File "/usr/bin/job", line 52, in <module>
  root = xml.etree.ElementTree.fromstring(proc.stdout.read())
File "/usr/lib/python3.7/xml/etree/ElementTree.py", line 1316, in XML
  return parser.close()

xml.etree.ElementTree.ParseError: no element found: line 1, column 0

Event Timeline

Yes it is, it should be fixed already, can you retry?

@dcaro I'm still seeing issues when working with the toolforge-jobs API:

tools.patrocle@tools-sgebastion-10:~$ toolforge-jobs list -l
WARNING: the `--long` flag is deprecated, use `--output long` instead
ERROR: An internal error occured while executing this command.
Traceback (most recent call last):
  File "/usr/lib/python3/dist-packages/tjf_cli/api.py", line 167, in _make_request
    response.raise_for_status()
  File "/usr/lib/python3/dist-packages/requests/models.py", line 940, in raise_for_status
    raise HTTPError(http_error_msg, response=self)
requests.exceptions.HTTPError: 502 Server Error: Bad Gateway for url: https://api.svc.tools.eqiad1.wikimedia.cloud:30003/jobs/api/v1/list/

During handling of the above exception, another exception occurred:

Traceback (most recent call last):
  File "/usr/lib/python3/dist-packages/tjf_cli/api.py", line 60, in _make_http_error
    json = original.response.json()
  File "/usr/lib/python3/dist-packages/requests/models.py", line 897, in json
    return complexjson.loads(self.text, **kwargs)
  File "/usr/lib/python3/dist-packages/simplejson/__init__.py", line 518, in loads
    return _default_decoder.decode(s)
  File "/usr/lib/python3/dist-packages/simplejson/decoder.py", line 370, in decode
    obj, end = self.raw_decode(s)
  File "/usr/lib/python3/dist-packages/simplejson/decoder.py", line 400, in raw_decode
    return self.scan_once(s, idx=_w(s, idx).end())
simplejson.errors.JSONDecodeError: Expecting value: line 1 column 1 (char 0)

During handling of the above exception, another exception occurred:

Traceback (most recent call last):
  File "/usr/lib/python3/dist-packages/tjf_cli/cli.py", line 645, in main
    run_subcommand(args=args, api=api)
  File "/usr/lib/python3/dist-packages/tjf_cli/cli.py", line 601, in run_subcommand
    op_list(api, output_format)
  File "/usr/lib/python3/dist-packages/tjf_cli/cli.py", line 310, in op_list
    list = _list_jobs(api)
  File "/usr/lib/python3/dist-packages/tjf_cli/cli.py", line 305, in _list_jobs
    list = api.get("/list/").json()
  File "/usr/lib/python3/dist-packages/tjf_cli/api.py", line 175, in get
    return self._make_request("GET", url_path, **kwargs)
  File "/usr/lib/python3/dist-packages/tjf_cli/api.py", line 170, in _make_request
    new_error = _make_http_error(e)
  File "/usr/lib/python3/dist-packages/tjf_cli/api.py", line 72, in _make_http_error
    except requests.exceptions.InvalidJSONError:
AttributeError: module 'requests.exceptions' has no attribute 'InvalidJSONError'
ERROR: Please report this issue to the Toolforge admins: https://w.wiki/6Zuu

Yes it is, it should be fixed already, can you retry?

Retry?
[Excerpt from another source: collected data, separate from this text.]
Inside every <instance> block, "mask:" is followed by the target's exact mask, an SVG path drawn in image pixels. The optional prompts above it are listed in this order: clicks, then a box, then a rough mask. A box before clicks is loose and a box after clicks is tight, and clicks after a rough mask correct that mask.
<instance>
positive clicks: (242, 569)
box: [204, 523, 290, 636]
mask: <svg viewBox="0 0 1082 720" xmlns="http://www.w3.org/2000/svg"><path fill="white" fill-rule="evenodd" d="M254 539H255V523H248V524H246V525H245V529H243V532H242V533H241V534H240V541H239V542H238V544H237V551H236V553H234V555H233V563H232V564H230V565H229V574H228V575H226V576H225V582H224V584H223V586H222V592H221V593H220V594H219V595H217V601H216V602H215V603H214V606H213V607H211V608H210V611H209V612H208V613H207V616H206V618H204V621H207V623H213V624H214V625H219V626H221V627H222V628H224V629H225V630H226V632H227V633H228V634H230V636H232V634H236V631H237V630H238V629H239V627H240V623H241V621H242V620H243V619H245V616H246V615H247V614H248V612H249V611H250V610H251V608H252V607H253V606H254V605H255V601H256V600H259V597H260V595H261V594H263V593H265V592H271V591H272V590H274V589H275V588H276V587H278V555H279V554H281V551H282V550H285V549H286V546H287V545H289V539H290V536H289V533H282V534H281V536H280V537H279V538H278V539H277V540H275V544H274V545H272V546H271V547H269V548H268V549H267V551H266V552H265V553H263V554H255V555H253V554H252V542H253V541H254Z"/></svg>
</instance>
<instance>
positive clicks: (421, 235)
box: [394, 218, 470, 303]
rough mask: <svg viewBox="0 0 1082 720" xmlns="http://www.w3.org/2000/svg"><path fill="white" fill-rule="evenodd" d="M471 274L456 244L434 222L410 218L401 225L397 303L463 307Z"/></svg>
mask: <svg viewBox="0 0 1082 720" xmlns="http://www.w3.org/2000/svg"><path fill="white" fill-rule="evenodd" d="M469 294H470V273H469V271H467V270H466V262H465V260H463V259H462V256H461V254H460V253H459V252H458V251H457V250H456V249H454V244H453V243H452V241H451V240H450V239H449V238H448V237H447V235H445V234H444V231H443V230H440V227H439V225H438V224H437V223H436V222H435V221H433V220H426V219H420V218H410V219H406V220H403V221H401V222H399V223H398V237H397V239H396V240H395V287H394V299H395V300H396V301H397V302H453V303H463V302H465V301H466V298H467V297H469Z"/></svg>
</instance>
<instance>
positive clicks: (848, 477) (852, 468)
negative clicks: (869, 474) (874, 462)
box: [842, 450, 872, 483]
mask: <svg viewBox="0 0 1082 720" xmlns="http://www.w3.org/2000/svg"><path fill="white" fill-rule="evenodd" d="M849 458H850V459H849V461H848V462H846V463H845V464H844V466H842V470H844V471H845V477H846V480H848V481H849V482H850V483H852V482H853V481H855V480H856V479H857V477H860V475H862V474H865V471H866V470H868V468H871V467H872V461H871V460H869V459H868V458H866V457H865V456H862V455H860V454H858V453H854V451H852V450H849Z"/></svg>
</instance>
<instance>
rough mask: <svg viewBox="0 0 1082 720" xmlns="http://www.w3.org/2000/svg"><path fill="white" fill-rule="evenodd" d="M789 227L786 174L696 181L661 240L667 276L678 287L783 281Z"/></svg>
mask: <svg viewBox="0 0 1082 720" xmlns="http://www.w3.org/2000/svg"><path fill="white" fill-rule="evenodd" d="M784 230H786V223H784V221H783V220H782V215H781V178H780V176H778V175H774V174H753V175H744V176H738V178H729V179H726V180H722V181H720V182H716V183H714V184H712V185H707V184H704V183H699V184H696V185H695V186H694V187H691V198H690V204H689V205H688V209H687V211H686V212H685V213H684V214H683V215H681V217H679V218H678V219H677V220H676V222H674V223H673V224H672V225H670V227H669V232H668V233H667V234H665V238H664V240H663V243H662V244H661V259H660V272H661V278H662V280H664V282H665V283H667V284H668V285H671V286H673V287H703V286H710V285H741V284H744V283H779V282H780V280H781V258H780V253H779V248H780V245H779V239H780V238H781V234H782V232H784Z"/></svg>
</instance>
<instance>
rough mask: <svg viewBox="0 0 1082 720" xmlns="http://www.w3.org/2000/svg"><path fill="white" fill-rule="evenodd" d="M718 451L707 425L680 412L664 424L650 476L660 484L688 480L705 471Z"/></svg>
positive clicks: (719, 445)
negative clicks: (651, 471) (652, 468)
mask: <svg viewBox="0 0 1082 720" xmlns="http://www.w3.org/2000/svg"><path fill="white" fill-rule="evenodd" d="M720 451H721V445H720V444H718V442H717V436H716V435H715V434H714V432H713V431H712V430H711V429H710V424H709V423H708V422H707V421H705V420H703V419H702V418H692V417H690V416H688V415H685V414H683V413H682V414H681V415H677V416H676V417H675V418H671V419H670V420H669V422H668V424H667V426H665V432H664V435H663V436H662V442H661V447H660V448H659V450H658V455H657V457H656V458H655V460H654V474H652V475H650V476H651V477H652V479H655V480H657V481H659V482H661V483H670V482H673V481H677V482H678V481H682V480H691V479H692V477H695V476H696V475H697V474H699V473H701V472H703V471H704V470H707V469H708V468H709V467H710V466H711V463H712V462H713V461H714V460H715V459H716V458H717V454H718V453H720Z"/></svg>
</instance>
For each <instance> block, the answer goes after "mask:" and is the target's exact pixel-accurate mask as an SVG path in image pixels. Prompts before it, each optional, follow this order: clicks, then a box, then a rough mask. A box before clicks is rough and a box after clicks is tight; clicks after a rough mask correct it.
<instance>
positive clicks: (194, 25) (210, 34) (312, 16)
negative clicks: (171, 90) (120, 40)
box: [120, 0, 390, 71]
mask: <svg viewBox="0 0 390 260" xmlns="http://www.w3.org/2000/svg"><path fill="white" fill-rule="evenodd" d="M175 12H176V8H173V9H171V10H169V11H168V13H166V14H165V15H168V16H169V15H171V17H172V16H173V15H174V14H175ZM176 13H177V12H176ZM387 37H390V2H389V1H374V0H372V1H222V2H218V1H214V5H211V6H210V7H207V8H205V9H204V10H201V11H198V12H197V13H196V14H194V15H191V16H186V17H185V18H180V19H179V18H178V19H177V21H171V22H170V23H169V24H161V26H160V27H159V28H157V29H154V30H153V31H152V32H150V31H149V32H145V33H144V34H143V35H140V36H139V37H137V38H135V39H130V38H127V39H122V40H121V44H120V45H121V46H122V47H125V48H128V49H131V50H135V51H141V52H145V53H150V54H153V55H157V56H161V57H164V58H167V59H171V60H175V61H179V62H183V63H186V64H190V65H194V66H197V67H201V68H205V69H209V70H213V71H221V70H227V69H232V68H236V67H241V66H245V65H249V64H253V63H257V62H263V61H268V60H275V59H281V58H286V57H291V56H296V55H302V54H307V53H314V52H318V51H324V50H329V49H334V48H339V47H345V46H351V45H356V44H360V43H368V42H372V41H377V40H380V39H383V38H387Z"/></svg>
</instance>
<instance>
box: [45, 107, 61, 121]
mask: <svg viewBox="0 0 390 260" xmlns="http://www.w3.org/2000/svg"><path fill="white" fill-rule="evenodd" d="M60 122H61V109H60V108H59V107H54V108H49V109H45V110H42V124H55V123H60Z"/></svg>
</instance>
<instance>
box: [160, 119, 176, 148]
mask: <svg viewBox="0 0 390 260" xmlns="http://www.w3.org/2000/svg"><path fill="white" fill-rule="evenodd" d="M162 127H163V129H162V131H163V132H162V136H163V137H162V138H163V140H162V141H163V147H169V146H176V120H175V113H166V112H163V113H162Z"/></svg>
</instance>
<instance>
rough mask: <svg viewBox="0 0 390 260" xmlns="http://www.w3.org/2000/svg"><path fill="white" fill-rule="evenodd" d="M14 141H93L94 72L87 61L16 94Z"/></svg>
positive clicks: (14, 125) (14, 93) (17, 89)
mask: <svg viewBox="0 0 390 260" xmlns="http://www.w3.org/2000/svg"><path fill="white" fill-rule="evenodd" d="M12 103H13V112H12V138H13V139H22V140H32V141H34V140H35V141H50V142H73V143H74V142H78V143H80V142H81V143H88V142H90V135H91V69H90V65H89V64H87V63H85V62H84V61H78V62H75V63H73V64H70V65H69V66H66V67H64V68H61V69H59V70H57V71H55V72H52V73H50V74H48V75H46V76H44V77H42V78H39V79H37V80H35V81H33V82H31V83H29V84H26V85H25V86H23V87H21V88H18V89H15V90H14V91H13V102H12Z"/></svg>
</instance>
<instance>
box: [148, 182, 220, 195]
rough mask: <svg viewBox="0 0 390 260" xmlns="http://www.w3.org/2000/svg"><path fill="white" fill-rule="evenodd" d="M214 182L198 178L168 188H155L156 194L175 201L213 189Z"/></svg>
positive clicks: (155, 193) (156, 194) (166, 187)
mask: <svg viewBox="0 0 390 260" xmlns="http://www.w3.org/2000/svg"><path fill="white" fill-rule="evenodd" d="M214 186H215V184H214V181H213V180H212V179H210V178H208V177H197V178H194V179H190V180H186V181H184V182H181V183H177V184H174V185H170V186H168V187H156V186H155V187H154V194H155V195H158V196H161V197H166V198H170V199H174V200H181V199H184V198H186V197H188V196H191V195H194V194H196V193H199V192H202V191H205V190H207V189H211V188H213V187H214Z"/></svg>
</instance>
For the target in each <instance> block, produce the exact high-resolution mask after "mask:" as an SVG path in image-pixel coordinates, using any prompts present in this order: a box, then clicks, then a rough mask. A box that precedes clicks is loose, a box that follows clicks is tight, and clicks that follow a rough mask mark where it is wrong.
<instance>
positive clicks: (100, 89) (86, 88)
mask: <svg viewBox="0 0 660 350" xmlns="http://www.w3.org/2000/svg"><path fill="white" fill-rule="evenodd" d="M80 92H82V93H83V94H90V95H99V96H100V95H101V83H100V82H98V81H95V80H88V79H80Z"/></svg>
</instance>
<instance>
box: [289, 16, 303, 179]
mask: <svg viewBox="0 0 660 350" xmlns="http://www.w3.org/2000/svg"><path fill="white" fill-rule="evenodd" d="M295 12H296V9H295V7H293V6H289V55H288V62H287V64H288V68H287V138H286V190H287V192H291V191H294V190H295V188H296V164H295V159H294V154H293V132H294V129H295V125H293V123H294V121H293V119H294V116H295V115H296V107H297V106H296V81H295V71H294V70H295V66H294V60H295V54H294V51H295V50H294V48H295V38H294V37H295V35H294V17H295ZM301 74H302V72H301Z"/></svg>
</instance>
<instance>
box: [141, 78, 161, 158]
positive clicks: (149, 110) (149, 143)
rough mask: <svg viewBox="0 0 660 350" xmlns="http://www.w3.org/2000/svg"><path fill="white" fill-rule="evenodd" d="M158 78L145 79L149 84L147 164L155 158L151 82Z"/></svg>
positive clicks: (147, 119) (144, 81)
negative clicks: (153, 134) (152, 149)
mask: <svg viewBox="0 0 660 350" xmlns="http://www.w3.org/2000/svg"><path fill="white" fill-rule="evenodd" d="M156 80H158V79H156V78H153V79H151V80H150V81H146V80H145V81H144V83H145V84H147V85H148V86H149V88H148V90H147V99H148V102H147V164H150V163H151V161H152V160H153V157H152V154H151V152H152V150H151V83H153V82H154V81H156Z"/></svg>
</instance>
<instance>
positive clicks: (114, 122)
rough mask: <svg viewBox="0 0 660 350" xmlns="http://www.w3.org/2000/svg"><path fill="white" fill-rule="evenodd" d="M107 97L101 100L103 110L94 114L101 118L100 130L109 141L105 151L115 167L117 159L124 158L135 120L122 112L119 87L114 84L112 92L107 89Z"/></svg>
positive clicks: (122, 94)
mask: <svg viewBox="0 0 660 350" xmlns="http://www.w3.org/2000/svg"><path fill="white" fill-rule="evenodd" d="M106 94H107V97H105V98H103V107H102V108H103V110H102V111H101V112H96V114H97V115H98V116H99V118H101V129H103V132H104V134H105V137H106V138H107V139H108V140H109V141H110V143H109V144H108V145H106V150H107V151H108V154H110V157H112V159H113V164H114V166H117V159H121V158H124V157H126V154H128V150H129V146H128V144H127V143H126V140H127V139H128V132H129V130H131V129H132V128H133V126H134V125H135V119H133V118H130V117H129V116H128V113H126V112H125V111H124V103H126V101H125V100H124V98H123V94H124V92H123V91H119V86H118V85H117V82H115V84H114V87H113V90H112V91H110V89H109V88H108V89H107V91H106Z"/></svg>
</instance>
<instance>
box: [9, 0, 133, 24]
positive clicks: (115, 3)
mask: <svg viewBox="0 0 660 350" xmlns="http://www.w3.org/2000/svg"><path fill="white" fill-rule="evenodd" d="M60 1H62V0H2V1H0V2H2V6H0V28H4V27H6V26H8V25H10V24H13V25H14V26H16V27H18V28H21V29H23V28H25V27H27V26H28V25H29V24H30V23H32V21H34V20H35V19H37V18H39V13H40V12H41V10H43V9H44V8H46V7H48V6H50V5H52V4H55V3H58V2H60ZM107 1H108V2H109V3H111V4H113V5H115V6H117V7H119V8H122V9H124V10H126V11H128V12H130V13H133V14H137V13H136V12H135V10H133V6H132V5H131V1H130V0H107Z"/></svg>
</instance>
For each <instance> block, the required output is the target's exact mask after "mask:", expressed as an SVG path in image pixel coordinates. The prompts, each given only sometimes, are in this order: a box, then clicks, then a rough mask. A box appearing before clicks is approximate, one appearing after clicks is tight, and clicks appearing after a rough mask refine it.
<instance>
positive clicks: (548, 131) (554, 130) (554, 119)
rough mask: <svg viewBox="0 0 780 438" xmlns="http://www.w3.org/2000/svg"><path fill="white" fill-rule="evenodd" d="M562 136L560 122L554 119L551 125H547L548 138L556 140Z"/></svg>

These are all failing cron emails. I had about 40 of these. Last failure was 19:05 (Amsterdam time) and that's a couple of hours ago. I see some jobs running so things seem to be coming back.

@dcaro I'm still seeing issues when working with the toolforge-jobs API:

tools.patrocle@tools-sgebastion-10:~$ toolforge-jobs list -l
WARNING: the `--long` flag is deprecated, use `--output long` instead
ERROR: An internal error occured while executing this command.
Traceback (most recent call last):
  File "/usr/lib/python3/dist-packages/tjf_cli/api.py", line 167, in _make_request
    response.raise_for_status()
  File "/usr/lib/python3/dist-packages/requests/models.py", line 940, in raise_for_status
    raise HTTPError(http_error_msg, response=self)
requests.exceptions.HTTPError: 502 Server Error: Bad Gateway for url: https://api.svc.tools.eqiad1.wikimedia.cloud:30003/jobs/api/v1/list/

Toolforge Jobs framework is backed by the Kubernetes cluster rather than the grid engine that @Multichill was reporting issues with in this ticket. That being said, the error message basically shows the load balancer for the API service behind the toolforge-jobs command failing to connect to a backend.

@dcaro restarted part of this service and it seems to be back to working now.

Multichill claimed this task.